How to improve GAN training?

Liu et al. propose two main modifications to the GAN architecture that I want to write about [1]. The first modification is the use of a method called "skip layer channel-wise exicitation". The overall idea behind the method helps to address the problem of gradient flow in the network. The concept is simple: we connect the output of a convolutional layer via a skip-block preserving (only the channel dimension) with an output of a layer further down in the network and pass it as input to the next layer.

GAN

The second modification is adding decoders to the Discriminator network. The idea is that Discriminator is also being actively trained to decode intermediate feature maps to parts of the image, in hope of combating mode collapse. This is because the same feature maps are used for both decoding and discriminating. So the Discriminator is actively challenged to improve its decoding ability, and add more powerful gradient to the Generator.

GAN

On top of the architecture based modifications, the authors also added a crucial add-on to the training procedure. To combat mode-collapse, which arises when the training dataset is low in samples, they added

Differential Augemntation [2]. This is a technique that can be widely used in any generative image generation problem. The concept is suprisingly simple it adds new images to the distribution of the images by cropping or adding noise to the images, by this the Discriminator is forced to learn more and it cannot just remember a good sample from the data distrubution. In short Differential Augemntation augemnts the data distribution by adding probable outliers to this distribution.

Results?

Yes but how does FastGAN work in practice? Although the proposed architecture is still quite complex and training process for 512x512 images still takes quite a long time ~15 hours using Google Colab with the free GPU. The results are quite impressive after training on the VanGogh dataset we get quality samples. These samples differ from what you can obtain using diffusion based architectures; they seem more art-like and less artificial. (click on the video to see the code)

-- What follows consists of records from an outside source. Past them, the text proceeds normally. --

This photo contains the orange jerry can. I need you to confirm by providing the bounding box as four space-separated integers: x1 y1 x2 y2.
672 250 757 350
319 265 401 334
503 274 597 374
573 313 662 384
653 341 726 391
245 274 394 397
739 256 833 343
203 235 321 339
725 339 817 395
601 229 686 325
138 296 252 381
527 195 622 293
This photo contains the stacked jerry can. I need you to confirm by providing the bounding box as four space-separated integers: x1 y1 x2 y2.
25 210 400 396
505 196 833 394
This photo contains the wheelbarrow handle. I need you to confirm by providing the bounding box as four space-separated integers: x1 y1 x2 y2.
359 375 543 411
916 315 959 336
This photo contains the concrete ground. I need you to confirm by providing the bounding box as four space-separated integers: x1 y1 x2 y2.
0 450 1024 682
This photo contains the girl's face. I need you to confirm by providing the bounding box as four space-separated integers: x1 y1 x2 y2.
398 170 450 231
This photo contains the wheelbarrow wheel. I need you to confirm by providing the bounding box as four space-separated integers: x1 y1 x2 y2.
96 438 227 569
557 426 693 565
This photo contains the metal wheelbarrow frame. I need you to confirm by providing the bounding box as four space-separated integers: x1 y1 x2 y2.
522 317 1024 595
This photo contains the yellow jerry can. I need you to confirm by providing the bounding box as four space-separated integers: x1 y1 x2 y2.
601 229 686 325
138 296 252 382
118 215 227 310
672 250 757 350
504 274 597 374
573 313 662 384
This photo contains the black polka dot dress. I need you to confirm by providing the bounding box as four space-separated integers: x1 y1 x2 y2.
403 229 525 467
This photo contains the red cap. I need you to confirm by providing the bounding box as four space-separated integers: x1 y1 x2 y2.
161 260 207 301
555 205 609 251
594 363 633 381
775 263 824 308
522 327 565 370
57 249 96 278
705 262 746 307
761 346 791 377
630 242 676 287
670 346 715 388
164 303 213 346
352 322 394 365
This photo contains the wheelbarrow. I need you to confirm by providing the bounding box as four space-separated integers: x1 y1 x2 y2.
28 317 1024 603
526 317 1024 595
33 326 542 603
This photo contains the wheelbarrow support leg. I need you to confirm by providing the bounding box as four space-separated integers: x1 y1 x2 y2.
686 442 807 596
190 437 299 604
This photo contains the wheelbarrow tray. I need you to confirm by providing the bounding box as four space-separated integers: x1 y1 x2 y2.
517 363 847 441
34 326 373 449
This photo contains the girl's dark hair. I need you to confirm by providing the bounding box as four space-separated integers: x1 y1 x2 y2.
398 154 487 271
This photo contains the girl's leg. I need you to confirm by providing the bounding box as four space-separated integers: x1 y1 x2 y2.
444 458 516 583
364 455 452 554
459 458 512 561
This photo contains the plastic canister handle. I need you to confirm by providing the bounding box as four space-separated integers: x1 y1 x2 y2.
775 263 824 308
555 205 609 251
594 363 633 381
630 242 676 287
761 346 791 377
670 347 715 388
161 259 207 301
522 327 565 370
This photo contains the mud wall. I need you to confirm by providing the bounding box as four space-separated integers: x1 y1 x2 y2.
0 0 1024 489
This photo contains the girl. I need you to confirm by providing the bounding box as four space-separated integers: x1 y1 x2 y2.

Improving FastGAN with class labels and decoders?

Perhaps improving the convergence of the Fast GAN is possible by adding additional decodings to the disciminator. This is a question that I am currently exploring.

Altough my initial findings have not been conclusive the question is still worth exploring( see my initial paper).

Another interesting idea is to use class labels to improve the convergence of the Fast GAN, this approach is also one to be explored. Another question worth asking is: what exactly is the use of GANs in the context of diffusion based models? Perhaps the two approaches can be combined to produce even better results.